Reflections from the Intelligent Health Summit and the inaugural African Alliance of Digital Health Networks Fellowship

Charles Copley
Patient Engagement Lab
5 min readNov 8, 2018

I was fortunate enough to be selected to participate as an inaugural Fellow of The African Alliance of Digital Health Networks* allowing me to attend two conferences in Basel, Switzerland; the DayOne Conference and the Intelligent Health Summit. These two conferences were a great introduction to people from a multitude of different backgrounds including World Health Organisation, Novartis, Roche, Accenture, EU etc.

Through the conference I found myself thinking a lot about A Tale of Two Cities and in particular the opening paragraph “It was the best of times, it was the worst of times, it was the age of wisdom, it was the age of foolishness, it was the epoch of belief, it was the epoch of incredulity, it was the season of Light, it was the season of Darkness, it was the spring of hope, it was the winter of despair”. Many of these feelings are mirrored in the themes of the book 21 Lessons for the 21st Century by Yuval Noah Harari; that we are on the verge of unimaginable changes, and that we need to be active in ensuring that these do not only benefit “one city”. On the one hand, low/middle income countries could capitalise on the massive opportunity for leap-frogging many of the legacy health system challenges that exist in high income country health care systems and take advantage of the upcoming shift in health access; on the other hand there is a risk that if we aren’t careful, citizens in low/middle income countries may actually end up being worse off as automation begins to displace jobs.

The AI landscape is shifting so fast, that we need to constantly evaluate these trajectories and try to ensure we are all benefitting from them. One approach is what is reflected during the first conference on developing Basel as a technology accelerator hub. It was inspiring to see how seriously the city was taking this, with support coming in the form of finances, working spaces, mentorship and more. Probably as a result of the focus on Basel, a great deal of the discussion revolved around EU based solutions (largely App based); it was very evident that the legacy systems in place provide an opportunity in of of themselves! However there were a few projects focusing on providing services to low-middle income countries (e.g IMIS providing a health insurance solution). I believe increase discussion and interactions could have substantial benefits across the board, particularly in the social enterprise space.

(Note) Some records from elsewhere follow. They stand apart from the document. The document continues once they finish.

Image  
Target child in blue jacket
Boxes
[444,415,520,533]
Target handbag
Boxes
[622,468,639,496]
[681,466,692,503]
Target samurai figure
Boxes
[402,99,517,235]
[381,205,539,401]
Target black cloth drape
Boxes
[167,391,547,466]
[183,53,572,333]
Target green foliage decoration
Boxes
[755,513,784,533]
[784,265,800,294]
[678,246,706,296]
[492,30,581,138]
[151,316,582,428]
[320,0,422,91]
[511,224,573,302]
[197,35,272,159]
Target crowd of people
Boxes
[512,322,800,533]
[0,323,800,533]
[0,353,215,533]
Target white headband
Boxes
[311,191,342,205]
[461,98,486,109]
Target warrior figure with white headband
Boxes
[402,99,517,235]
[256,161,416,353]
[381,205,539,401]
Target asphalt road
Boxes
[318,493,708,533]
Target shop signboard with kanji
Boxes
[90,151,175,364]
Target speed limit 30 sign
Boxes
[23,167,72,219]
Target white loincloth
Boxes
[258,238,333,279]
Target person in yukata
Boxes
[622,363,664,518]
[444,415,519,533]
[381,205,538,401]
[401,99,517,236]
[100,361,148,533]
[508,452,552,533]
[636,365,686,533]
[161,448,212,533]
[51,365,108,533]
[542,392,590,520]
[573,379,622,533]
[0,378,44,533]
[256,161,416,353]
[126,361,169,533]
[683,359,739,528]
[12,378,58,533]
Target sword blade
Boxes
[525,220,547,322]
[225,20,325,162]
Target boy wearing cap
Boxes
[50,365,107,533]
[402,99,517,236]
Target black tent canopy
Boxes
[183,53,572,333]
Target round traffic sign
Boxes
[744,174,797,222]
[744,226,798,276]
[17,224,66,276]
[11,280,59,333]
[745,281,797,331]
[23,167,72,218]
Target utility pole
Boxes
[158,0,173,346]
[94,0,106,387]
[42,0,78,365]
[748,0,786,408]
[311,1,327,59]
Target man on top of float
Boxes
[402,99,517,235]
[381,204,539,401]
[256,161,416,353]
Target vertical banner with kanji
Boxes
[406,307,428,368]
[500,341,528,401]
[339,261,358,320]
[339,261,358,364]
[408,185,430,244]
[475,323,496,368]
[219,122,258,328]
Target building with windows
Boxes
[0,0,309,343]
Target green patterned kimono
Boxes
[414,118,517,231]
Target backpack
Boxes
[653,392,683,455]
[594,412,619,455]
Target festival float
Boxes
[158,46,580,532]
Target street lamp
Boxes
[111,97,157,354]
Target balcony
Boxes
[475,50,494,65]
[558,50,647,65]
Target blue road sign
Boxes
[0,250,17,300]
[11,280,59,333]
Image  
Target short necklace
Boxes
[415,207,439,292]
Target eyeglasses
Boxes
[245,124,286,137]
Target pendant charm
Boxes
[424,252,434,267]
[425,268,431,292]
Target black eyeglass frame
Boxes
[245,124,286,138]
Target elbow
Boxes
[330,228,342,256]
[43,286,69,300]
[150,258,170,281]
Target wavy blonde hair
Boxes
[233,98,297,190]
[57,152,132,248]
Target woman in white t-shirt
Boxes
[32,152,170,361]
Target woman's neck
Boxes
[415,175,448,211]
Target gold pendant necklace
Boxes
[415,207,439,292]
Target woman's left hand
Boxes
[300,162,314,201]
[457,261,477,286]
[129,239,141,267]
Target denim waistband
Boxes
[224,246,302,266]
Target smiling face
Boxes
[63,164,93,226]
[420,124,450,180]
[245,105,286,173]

Another key component of optimizing impact from AI is partnerships. The Intelligent Health Conference (which completely changed my expectations of conferences), really brought this to light through the intersection of clinicians, technologists and C-Suite executives. We learned about the full range of challenges, opportunities and strategies from governments, startups and large global corporates. The opening address of the conference by Patrice Matchaba (Global Head of Corporate Responsibility for Novartis) captured the essence of the conference very well, emphasising how important cooperation between governments, corporates, startups and large technology companies will be going forward, particularly in providing improved and affordable health care for global citizenry. Other collaboration examples included:

Marco Marsella (Head of unit eHealth European Commission) speaking about the EU strategy for sharing health care records and building genomic databases that could completely change diagnostic medicine.

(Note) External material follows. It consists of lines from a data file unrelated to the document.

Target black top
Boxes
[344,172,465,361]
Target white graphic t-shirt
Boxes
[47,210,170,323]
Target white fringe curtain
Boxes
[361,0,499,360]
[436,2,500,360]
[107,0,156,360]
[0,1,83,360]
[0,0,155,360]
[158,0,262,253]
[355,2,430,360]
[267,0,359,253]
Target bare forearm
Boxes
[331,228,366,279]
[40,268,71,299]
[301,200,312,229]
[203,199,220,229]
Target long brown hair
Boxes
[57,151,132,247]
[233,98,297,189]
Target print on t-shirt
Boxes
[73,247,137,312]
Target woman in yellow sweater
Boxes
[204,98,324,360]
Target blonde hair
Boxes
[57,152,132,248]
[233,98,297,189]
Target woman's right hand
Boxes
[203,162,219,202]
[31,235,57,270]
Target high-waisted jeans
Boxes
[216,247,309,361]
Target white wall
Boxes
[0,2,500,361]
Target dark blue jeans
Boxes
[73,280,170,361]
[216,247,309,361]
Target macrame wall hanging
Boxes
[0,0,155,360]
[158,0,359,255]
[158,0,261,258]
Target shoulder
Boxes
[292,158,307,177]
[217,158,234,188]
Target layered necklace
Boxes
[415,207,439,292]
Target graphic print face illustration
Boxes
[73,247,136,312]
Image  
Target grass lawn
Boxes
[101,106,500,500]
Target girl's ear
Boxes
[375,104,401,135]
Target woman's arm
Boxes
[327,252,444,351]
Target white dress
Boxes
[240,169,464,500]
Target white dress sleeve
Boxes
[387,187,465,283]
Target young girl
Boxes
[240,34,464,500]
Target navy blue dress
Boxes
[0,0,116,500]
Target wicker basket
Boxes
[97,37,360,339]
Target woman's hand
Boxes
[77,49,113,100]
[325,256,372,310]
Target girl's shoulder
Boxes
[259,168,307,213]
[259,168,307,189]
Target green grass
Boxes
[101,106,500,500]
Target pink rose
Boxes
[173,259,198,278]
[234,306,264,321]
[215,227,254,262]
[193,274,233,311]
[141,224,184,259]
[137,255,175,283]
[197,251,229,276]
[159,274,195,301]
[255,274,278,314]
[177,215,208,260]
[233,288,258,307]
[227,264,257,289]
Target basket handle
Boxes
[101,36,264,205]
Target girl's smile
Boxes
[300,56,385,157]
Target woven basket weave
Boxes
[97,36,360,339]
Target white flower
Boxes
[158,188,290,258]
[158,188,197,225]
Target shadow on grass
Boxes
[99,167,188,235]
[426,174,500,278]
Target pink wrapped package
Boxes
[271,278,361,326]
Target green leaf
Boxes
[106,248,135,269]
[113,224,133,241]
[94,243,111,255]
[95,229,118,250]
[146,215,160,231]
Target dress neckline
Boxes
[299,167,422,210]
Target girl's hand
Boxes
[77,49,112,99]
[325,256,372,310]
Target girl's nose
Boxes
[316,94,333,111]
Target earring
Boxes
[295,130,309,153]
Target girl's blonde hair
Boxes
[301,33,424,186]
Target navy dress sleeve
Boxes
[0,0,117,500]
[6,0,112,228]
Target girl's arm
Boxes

Dr Oliver Morgan (WHO, Director Health Emergency Information and Risk Assessment) spoke about the EIOS dashboard that has been developed by the World Health Organisation that currently combines over 8000 data sources into a single dashboard. This allows epidemic outbreaks to be identified, and has already detected four breakouts before they were reported through other means.

Anne O’Riordan (Managing Director Head of Strategy Accenture) spoke about a range of incredibly interesting topics, but primarily focused on the impact that large global tech companies will have on the health ecosystem. Her view of “Those who own the platform owns the market. E.g. 5th Avenue is now moved into the cloud.”.

Nikhil Krishnan (Senior Industry Analyst, CB Insights), who presented his analysis of the different strategies being employed by the likes of Facebook, Alphabet (Google), Microsoft and Apple.

The contrasting of these companies and their approach to health care was fascinating!

Lastly, I appreciated the very important point that Kaveh Safavi (Senior Managing Director for Accenture’s global healthcare business) explained on how AI might be able to break the ‘iron-triangle’ of Access- affordability- effectiveness. His talk was quite profound in explaining that the current nature of healthcare and the high rate of patient-clinician interactions is very different from most other industries where automation is becoming ubiquitous. The current reliance on face-to-face human contact has mean that health care costs have increased uniformly with GDP growth, while productivity has lagged well behind other industries such as Retail, Information, Manufacturing. His view is that the only hope of changing this lies with increase health care automation, and that the trajectory of health care is towards self serviced, virtual, and location agnostic.

We hope to bring these perspectives back into our work in digital healthcare, data science, and access.

*The African Alliance of Digital Health Networks is a ground breaking initiative that has the dual aim of both strengthening digital health on the African continent as well as introducing the novel work that is being undertaken to the world. It has been supported by the Botnar Foundation and Last Mile Health.